Franco forbids Gonzalo to be with Sol or revealing the whole charade, and start several plots to secure his obedience. Gonzalo and Sol turn to Marcela Nuñez, and meet Sol's father. The four of them finally find the whereabouts of Martin Pells and attempt to rescue him, but Martin wakes from the coma and leaves, unaware of the conflict. Martin finally meets Gonzalo and learns the ongoing events, and they trick Franco to confess his crimes with a hidden camera at a bar, which was broadcast live.

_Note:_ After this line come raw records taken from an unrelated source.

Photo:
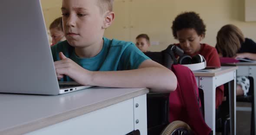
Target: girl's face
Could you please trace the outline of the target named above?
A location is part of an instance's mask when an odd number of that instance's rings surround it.
[[[185,54],[191,55],[200,50],[203,36],[198,35],[194,29],[185,28],[177,31],[177,38]]]
[[[150,44],[146,39],[140,38],[136,39],[136,46],[141,51],[144,52],[148,51]]]
[[[66,40],[64,32],[57,28],[50,29],[50,33],[53,39],[52,42],[53,45],[57,44],[60,41]]]

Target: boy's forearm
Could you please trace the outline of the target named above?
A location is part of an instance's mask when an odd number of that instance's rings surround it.
[[[166,68],[150,67],[132,70],[94,71],[89,85],[135,88],[148,87],[153,91],[166,92],[176,89],[177,80],[174,74]]]

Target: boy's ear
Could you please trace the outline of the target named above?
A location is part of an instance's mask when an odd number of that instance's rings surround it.
[[[201,34],[199,35],[199,37],[200,38],[200,41],[201,41],[204,38],[204,35]]]
[[[103,22],[103,25],[102,26],[102,28],[108,28],[108,27],[111,25],[111,24],[112,24],[112,22],[113,22],[114,18],[115,13],[114,12],[110,12],[107,13],[106,15],[105,16],[104,22]]]

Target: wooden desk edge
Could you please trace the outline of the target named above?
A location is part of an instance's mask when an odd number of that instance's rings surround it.
[[[0,135],[21,135],[33,132],[135,97],[147,94],[149,92],[148,89],[145,88],[140,90],[119,97],[108,100],[62,114],[38,119],[27,124],[5,129],[0,131]]]
[[[194,72],[194,75],[196,77],[215,77],[222,74],[231,71],[235,71],[238,69],[236,66],[229,67],[230,68],[225,70],[220,70],[215,72]]]

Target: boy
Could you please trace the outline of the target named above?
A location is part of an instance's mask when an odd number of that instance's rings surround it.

Tomas and the real Pells leave to another country, to get married without being followed by the media, while Gonzalo stays in his role in the TV, married to Sol.

==Cast==
- Mike Amigorena as Martín Pells and Gonzalo Echagüe
- Carla Peterson as Sol Casenave
- Hugo Arana as Franco Andrada
- Andrea Bonelli as Amanda Wedell
- Mirta Busnelli as Marcela Núñez
- Diego Ramos as Tomás Andrada.
- Claudia Fontán as Daniela.
- Lucrecia Blanco as Lily.
- Mex Urtizberea as Sergio.
- Walter Quiroz as Diego Planes.
- Fabián Arenillas as Ricardo.
- Federico Amador as Nacho.
- Diego Reinhold as Charly.
- Gastón Ricaud as Juan.
- Santiago Ríos as Álvaro.

=== Guest appearances ===
- Pasta Dioguardi as Dr. Carlos Wedell.
- Mary Esquivel as Marina.
- Andrea Frigerio as Alex.
- Hilda Bernard as Teresa.
- Rafael Ferro as Esteban Paldini.
- Gonzalo Urtizberea as Lic. Miranda.
- Néstor Sánchez as Dr. Pignata.
- Fabián Vena as Andrés.
- Fernando Peña as Fernando.
- Alejandro Awada as Roberto
- Carlos Portaluppi as Jorge Lauda.
- Florencia Peña as Lucia Naba.
- Fernán Mirás as Teddy.
- Catherine Fulop as Julia.
- Cecilia Rossetto as Virginia.
- Gerardo Chendo as Dr. Gerardo
- David Chocarro as Candidato a jefe de gobierno.